Alheio à reflexão acima citada, Daniel sorriu ao reconhecer a imagem que se formara diante de seus olhos. Faraji havia publicado uma foto em que Aaron, Henry e Daniel contorciam as faces em caretas, denominando-os de "árcades contemporâneos". O apelido não continha veracidade, pois odiavam literatura, especialmente o bucolismo. Talvez fosse o fato de que eram membros da classe alta que expressavam desprezo pelo meio em que viviam e enalteciam outro período histórico que levava Faraji a imaginá-los como sendo pertencentes a uma Arcadia dos novos tempos.

Os pensamentos de Dan sobre arcadismo foram dissipados quando surgiu uma nova notificação no aplicativo que estava usando. Vendo que se tratava de um novo seguidor, logo abriu o perfil do indivíduo. Fotos de Amber, a garota que beijou na festa, faziam-se presentes diante de seus olhos. Ele estava chocado, pois esperava não ter que vê-la nunca mais enquanto habitasse este plano. Então, Daniel fez o que qualquer outro adolescente faria:

"Aaron, preciso que veja isto." Chamou pelo amigo e não demorou muito para que o outro surgisse no corredor que levava a cozinha. Certamente, o tom de voz amedrontado que Dan usou para invocar Aaron influenciara na rapidez da aproximação do garoto.

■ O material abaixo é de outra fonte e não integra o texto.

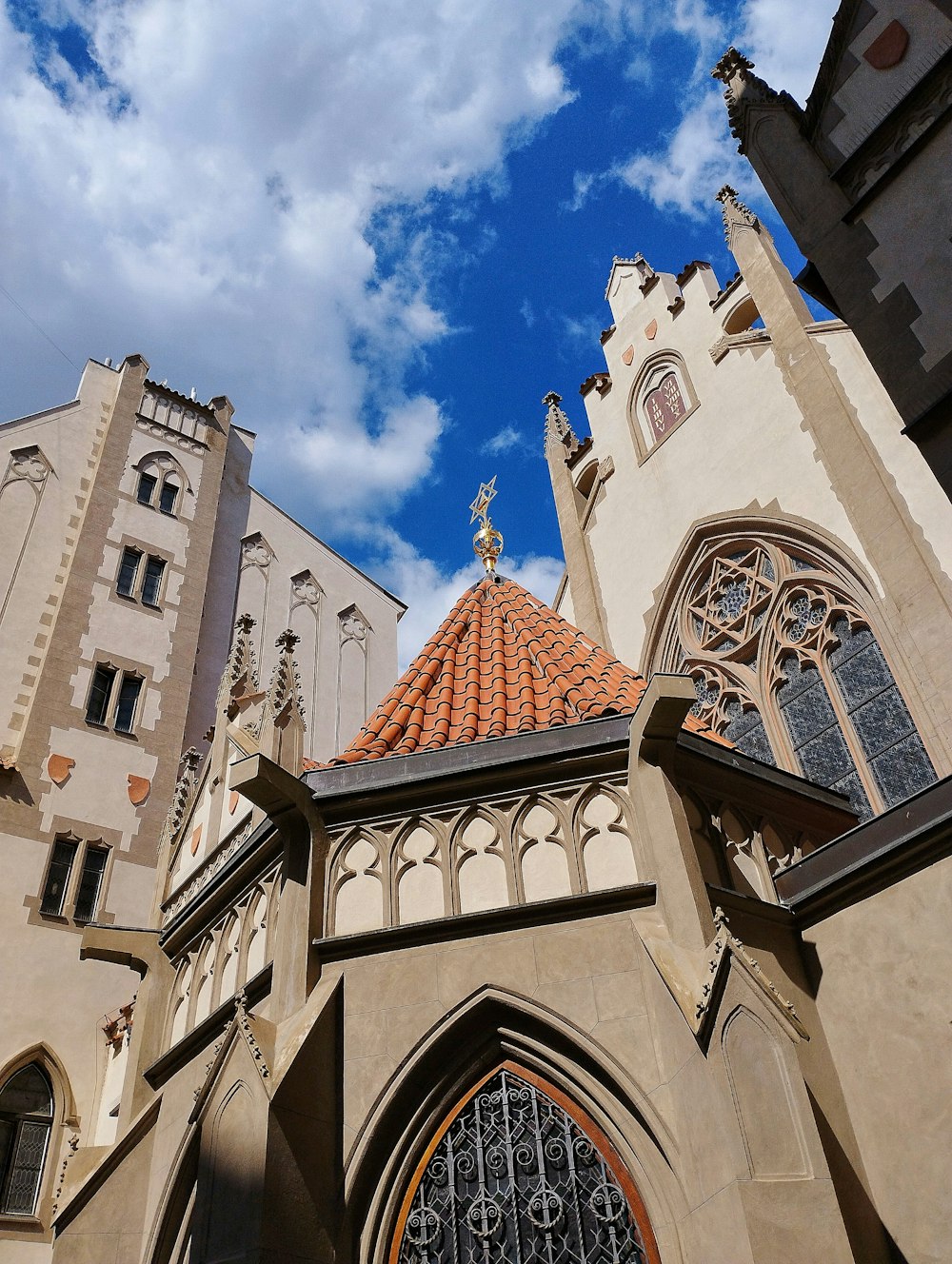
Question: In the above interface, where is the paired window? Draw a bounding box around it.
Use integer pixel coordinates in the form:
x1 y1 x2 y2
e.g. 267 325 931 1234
631 353 698 460
86 662 143 733
116 544 166 605
39 838 109 921
0 1062 53 1216
659 540 936 820
135 471 181 513
390 1064 659 1264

"Estás a se sentir bem?" Perguntou Aaron, que carregava genuína preocupação na sentença proclamada. Daniel, porém, não respondeu com palavras vocalizadas, apenas mostrou-lhe a tela do celular. Segundos depois de perceber do que se tratava, ele riu aliviado. "É a garota que beijastes na festa?" Daniel assentiu. "Confesso que considero o ato um tanto precipitado, mas fico feliz que esteja interessada. É provável, então, que essa seja a sua hora de flertar de volta, meu caro amigo. Considerando que amanhã coincide em ser o nosso primeiro dia de aula, sugiro que procure-a pelos corredores da escola para continuar o que foi interrompido na festa." Aaron emanava mais animação pelo acontecido que Dan.

Após mostrar um sorriso convincente para o amigo, Daniel refletiu sobre a possibilidade de arranjar uma namorada para mascarar a sua orientação sexual. Sentia que haveria um dia em que seus amigos deixariam de acreditar na sua escolha de esperar a "garota certa", por esse motivo julgava ser ideal se envolver com alguém do sexo oposto. Uma escolha egoísta fadada ao fracasso, como a análise lógica e racional nos mostra.

Não conseguiu muito tempo parar continuar com a sua reflexão irracional baseada em medo, porque logo o cabelo extremamente claro de Vincent ofuscou a visão de Dan. Sua boca se movia em palavras incoerentes para o ouvido desatento de Daniel, que, não muito depois, começou a fazer a conexão necessária para o pleno entendimento.

"Estamos sem pão e essa é a sua vez de comprar mais. Leve seu namorado junto." Disse e empurrou Aaron na direção de Dan para que pudesse abrir caminho para a cozinha.

Daniel agradeceu aos céus por possuir um cabelo longo, ideal para cobrir bochechas coradas em tempos como esse. Porém, o que sentia nesse momento era raiva de Vincent e sua boca incontrolável. Sentia que suas insinuações acarretariam em Aaron descobrindo a verdade.